Für diejenigen, die glauben, dass „Lesen“ noch rückgängig gemacht werden kann: Vergiss es. Es gibt zu viele andere lustige Dinge zu tun

Olga kann meine Handtucher haben ja jeder
Sylvia Wittemann

Die Zeitung brachte eine schöne Sommerserie über Schriftsteller und die Bücher, die sie geprägt haben. Für Guus Kuijer war Theo Thijssens Die harte Unannehmlichkeit eines dieser Bücher. Für mich auch. Es ist fast so schön wie Kees der Junge.

Ich erinnere mich, dass ich es als Kind zunächst ignoriert habe, weil mir der Titel nicht gefiel. Ich habe es trotzdem gelesen, wahrscheinlich weil nichts im Fernsehen lief. Für alle Besserwisser, die glauben, dass das „Entlesen“ noch rückgängig gemacht werden kann: Vergiss es. Die Kinder von heute lesen nicht so viel, weil sie faul oder dumm sind, sondern weil es so viele andere lustige Dinge zu tun gibt. So blieben die Kinder unserer Generation mühelos schlank: Es fehlte einfach an gutem Essen im Überfluss. Man isst zu Hause (meist mit leichtem Widerwillen) das, was die Mutter gekocht hat, und das war’s.

Bei der Kleidung waren die Zeiten anders. Heute kostet Kleidung so gut wie nichts. Für 100 Euro hat man nagelneue Jeans, einen schönen Pullover und eine tolle Jacke. Das dachte ich, als ich Die harte Unannehmlichkeit nachlesen.

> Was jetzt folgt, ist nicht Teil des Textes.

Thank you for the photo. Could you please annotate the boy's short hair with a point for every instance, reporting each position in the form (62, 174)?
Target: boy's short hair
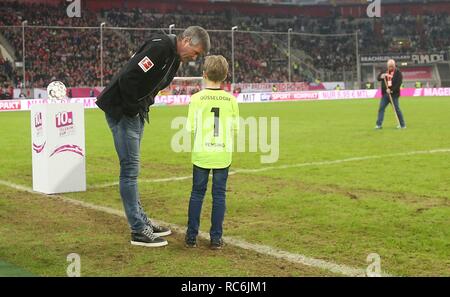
(216, 68)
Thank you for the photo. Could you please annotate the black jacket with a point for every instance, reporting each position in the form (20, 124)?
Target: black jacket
(151, 69)
(397, 81)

Das Buch handelt von Kleidung. Vor mehr als einem Jahrhundert kosteten diese einen großen Teil des Familienbudgets. Hauptfigur Joop van Santen sagt: „Die Mädchen – das ist okay; aber es ist furchtbar, so viel wir Jungs kosten: Henk und ich zumindest, Jantje kostet noch nichts. Ein kleines übrig gebliebenes Stück Stoff oder ein paar kühle Stellen aus einem verschlissenen Schlauch von uns, und Mutter wird ihm schnell etwas nähen.“

„Nein, da sind Henk und ich. Ein neues Paket, das ist so ewig teuer! Dann kommt der Vorwurf, dass wir wild sind und nie gut von uns denken, aber darum geht es nicht. Es ist in dieser gemeinen, hinterhältigen Kleidung. Dagegen tun Sie nichts. Auch wenn du den ganzen Tag an dich denkst – das lässt eine Weile nach, das ist das Schlimme.“

Wer trägt schon etwas ab? Ein Drittel unserer Kleidung wird weggeworfen, ohne jemals getragen zu werden. Wir tragen nie oder fast nie mehr als zwei Drittel der Kleidung in unserem Kleiderschrank. Und dann der arme Joop, der sich mit einem „Tagespaket“ und einem für Sonntag begnügen musste, und dann stimmte mit diesem Paket noch etwas nicht.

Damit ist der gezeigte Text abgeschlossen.